Agreed with @brainfoolong we will lose relevance to the developers staying off topic.
@meet-bhagdev Any update on the progress sir?
https://github.com/Azure/msphpsql/tree/PHP-7.0 seems to be going up now...
@david-garcia-garcia @nickmccally @tschallacka @reyronald @charles-durrant-tr and rest. I agree with you that 1 year is a long time to release a new driver. The remark about this not being acceptable is completely justifiable. In the past, we have not done the best we could have to listen to your needs. Going forward, we plan to change that. This includes an early technical preview of the PHP sqlsrv driver for Windows that we released on GitHub today
Myself and the engineers developing the driver work at Microsoft on the SQL Engineering team. We plan on following this release with pdo_sqlsrv for Windows, porting the drivers to Linux, feature completeness, and bug fixes. We will share our progress by publishing new code and binaries incrementally on GitHub every 3-6-weeks.

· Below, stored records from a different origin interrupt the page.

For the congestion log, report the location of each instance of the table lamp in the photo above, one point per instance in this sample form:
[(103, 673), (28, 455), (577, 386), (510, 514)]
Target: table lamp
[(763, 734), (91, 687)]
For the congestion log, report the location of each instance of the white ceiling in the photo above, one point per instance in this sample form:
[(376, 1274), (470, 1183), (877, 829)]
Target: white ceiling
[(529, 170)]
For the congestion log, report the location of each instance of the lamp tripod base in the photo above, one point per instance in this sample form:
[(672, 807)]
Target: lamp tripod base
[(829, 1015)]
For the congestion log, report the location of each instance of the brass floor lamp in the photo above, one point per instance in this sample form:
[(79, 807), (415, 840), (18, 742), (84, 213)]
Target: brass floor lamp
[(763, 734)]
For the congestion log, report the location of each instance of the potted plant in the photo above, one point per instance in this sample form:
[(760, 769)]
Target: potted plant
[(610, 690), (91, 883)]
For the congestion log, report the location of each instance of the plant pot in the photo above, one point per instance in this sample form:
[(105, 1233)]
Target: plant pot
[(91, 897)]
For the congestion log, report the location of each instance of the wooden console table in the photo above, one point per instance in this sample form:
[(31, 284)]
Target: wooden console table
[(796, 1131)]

We sincerely apologize about any inconvenience this has caused and will continue to try our best to avoid repeating this going forward.
If you have any concerns or questions, please reach out to us over email:
Thanks, Meet
Thanks Meet
Thanks @meet-bhagdev really appreciate you coming through with your deadline. I personally need PDO support but it's heartening to see the progress.
@meet-bhagdev I appreciate your follow up and your dedication to the project. We often love what we do and work late into the night as programmers... your love for what you do shows! Thanks for the commitment to your customers!
Thanks @meet-bhagdev... But like @leejunkit, really need the PDO version...
Awesome to see something released. Also need PDO here.
This is more of a recommendation/request, rather than an issue.
The Go PHP7 group are looking to make sure that as many extensions as possible are ready for PHP7's release later this year.
Previously the SQL Server driver has been slow to keep up with new releases. Since moving to GitHub there have been a lot of improvements and 5.6 is supported :smile:
It would be really great if SQL Server was supported out of the box when PHP7 is released!